Wednesday, December 30, 2020

NYT on Chinese COVID vaccines - UPDATE

Via the New York Times, this interesting news: 

Hospitals all over China have almost everything necessary for a mass vaccination drive: Millions of doses. Refrigerators to store them. Health care workers trained to administer them.

Everything, that is, except proof that any of their vaccines work.

Unlike their Western competitors, the Chinese companies have not disclosed data from late-stage clinical trials that would show whether their vaccines are effective, and regulators in China have not officially approved them.

That has not deterred local governments across the country, which have begun an ambitious vaccination campaign. The goal is to inoculate 50 million people — roughly the population of Colombia — by the middle of February, before the Lunar New Year holiday, when hundreds of millions of people are expected to travel.

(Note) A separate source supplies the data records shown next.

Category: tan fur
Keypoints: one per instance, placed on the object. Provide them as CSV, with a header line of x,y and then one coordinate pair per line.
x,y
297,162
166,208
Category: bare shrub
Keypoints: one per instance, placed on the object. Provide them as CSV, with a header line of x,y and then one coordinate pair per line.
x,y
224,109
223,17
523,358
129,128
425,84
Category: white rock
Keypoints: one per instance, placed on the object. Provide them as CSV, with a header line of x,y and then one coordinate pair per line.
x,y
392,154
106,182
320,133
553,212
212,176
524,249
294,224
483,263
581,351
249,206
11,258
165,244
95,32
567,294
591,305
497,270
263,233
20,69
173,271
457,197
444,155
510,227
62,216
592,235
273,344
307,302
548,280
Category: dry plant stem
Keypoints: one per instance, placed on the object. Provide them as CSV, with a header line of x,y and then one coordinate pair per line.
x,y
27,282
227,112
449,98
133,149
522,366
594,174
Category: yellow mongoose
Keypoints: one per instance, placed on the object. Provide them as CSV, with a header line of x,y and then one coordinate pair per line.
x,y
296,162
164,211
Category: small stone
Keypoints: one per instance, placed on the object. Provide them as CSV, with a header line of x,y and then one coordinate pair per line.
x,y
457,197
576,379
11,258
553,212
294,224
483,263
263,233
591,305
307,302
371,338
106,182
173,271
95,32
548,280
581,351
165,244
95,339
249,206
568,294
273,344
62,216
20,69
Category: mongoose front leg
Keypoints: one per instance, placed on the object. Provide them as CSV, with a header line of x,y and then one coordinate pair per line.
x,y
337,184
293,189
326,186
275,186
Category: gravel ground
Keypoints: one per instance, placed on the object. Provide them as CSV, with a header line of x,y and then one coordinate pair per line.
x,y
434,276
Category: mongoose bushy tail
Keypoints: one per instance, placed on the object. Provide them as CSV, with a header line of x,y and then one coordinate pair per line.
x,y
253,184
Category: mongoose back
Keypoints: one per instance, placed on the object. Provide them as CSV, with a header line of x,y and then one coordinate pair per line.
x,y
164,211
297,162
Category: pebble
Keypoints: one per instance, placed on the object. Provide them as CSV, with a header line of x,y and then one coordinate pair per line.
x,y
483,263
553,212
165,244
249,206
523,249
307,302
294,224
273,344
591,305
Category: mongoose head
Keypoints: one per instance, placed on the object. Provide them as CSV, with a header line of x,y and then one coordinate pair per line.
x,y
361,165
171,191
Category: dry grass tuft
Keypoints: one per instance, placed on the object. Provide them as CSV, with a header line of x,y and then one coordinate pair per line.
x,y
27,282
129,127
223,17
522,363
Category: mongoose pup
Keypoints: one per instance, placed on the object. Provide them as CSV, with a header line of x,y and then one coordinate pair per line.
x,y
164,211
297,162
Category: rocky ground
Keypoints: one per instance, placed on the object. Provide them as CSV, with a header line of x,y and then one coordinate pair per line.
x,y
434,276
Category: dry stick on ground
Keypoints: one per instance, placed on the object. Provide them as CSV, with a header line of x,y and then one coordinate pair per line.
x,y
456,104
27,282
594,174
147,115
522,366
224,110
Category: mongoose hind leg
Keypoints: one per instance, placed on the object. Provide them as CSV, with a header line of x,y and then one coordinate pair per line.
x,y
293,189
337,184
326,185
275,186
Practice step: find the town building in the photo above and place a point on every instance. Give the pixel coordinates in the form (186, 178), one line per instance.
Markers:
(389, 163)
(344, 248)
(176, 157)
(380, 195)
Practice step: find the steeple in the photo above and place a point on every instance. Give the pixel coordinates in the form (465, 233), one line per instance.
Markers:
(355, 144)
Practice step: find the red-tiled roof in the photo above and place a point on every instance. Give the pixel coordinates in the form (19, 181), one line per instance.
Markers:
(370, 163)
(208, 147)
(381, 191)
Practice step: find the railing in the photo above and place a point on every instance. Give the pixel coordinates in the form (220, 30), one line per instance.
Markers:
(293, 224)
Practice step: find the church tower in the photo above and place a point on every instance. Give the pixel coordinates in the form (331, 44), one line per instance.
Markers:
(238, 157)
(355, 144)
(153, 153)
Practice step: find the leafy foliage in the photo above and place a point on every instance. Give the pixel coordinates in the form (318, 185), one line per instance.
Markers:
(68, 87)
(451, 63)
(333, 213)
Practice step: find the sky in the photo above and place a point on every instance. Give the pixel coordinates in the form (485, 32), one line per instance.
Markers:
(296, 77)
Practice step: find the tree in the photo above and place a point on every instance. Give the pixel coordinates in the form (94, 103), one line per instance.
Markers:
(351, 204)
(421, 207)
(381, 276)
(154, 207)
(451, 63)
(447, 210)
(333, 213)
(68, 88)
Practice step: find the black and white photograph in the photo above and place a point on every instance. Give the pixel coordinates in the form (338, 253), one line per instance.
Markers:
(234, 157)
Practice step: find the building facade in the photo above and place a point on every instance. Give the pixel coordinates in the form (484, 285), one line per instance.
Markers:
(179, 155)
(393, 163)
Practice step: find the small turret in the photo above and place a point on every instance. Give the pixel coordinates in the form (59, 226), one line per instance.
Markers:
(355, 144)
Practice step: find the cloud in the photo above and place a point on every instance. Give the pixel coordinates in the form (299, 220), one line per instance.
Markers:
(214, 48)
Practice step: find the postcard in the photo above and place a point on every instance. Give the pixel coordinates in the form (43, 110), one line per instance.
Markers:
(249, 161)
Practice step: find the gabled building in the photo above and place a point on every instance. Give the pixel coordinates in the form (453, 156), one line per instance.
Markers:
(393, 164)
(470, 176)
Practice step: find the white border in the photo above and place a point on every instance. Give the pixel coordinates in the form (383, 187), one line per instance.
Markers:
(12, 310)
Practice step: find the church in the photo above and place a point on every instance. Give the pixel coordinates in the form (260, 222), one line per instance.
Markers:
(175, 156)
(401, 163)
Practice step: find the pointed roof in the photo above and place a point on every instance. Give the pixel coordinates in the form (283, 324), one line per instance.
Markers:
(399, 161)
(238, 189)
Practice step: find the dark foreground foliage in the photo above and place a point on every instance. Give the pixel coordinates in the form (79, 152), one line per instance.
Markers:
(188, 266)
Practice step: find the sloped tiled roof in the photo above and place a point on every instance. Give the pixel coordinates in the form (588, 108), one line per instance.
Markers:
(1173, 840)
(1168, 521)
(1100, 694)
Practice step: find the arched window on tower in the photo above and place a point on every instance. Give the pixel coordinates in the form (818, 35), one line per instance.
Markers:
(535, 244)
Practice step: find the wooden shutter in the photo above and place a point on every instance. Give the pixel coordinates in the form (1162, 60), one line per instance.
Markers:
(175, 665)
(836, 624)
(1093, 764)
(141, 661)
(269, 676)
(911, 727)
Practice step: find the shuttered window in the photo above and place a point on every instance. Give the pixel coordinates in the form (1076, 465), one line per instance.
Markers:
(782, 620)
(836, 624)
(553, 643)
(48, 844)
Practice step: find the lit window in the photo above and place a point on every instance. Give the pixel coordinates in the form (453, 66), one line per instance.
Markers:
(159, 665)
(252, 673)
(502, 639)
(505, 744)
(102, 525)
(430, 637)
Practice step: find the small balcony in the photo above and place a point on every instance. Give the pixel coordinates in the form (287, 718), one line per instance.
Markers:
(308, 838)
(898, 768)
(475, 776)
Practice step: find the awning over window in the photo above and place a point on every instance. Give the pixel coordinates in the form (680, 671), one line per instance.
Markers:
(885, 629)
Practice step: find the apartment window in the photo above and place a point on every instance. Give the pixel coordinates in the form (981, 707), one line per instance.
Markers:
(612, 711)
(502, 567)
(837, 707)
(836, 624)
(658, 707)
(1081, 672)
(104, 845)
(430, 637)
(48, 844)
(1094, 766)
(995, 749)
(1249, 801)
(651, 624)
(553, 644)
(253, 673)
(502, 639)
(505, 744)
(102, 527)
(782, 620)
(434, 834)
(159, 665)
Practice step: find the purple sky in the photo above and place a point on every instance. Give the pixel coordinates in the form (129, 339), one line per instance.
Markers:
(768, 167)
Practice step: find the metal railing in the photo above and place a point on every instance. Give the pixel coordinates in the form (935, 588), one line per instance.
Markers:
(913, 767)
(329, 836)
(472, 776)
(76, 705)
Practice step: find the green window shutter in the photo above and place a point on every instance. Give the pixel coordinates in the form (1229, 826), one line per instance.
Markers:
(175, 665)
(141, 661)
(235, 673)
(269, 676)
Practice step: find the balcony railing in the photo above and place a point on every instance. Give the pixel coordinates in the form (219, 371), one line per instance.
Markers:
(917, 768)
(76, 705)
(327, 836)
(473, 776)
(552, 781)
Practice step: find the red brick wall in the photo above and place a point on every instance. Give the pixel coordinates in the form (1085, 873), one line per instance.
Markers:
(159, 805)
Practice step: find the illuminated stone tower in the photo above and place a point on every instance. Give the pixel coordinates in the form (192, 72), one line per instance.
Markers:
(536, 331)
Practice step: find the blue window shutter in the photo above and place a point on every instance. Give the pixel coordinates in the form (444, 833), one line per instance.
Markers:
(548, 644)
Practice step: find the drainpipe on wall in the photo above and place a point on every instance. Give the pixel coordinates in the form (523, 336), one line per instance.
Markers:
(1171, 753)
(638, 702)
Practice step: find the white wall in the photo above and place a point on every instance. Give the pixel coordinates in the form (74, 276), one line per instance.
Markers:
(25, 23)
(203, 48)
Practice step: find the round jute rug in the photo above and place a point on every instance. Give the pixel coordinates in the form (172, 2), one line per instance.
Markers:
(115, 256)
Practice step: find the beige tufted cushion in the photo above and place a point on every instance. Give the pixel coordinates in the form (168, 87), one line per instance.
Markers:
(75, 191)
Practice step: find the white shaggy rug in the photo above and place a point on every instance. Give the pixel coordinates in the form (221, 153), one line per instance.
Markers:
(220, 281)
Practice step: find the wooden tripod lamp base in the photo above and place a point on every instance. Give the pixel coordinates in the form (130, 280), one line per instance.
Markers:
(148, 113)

I am very interested to see how well the Chinese vaccines work, and how their regulatory systems perform. You could tell an interesting story of the Chinese COVID-19 vaccine, being appropriately documented, as being sufficiently effective to be deployed across the developing world. It would, in the right scenario, herald the Chinese pharma industry as being able to produce world-class vaccines, and their regulatory systems as being as rigorous as Western countries. I think it's still too early to tell, but the choice to be relatively mum on the performance of the Sinopharm vaccines doesn't bode well...  

UPDATE: This post was overtaken by events. Via the New York Times this morning: 

A Chinese pharmaceutical company said on Wednesday that an early analysis of clinical trial results showed that one of its coronavirus vaccines was effective, an announcement that sent a positive signal for the global rollout of Chinese vaccines but lacked crucial details.

The company, a state-controlled firm called Sinopharm, said that a vaccine candidate made by its Beijing Institute of Biological Products arm had an efficacy rate of 79 percent based on an interim analysis of Phase 3 trials. Sinopharm said it had filed an application with Chinese regulators to allow the vaccine to be used broadly.

It will be interesting to see how this will all play out.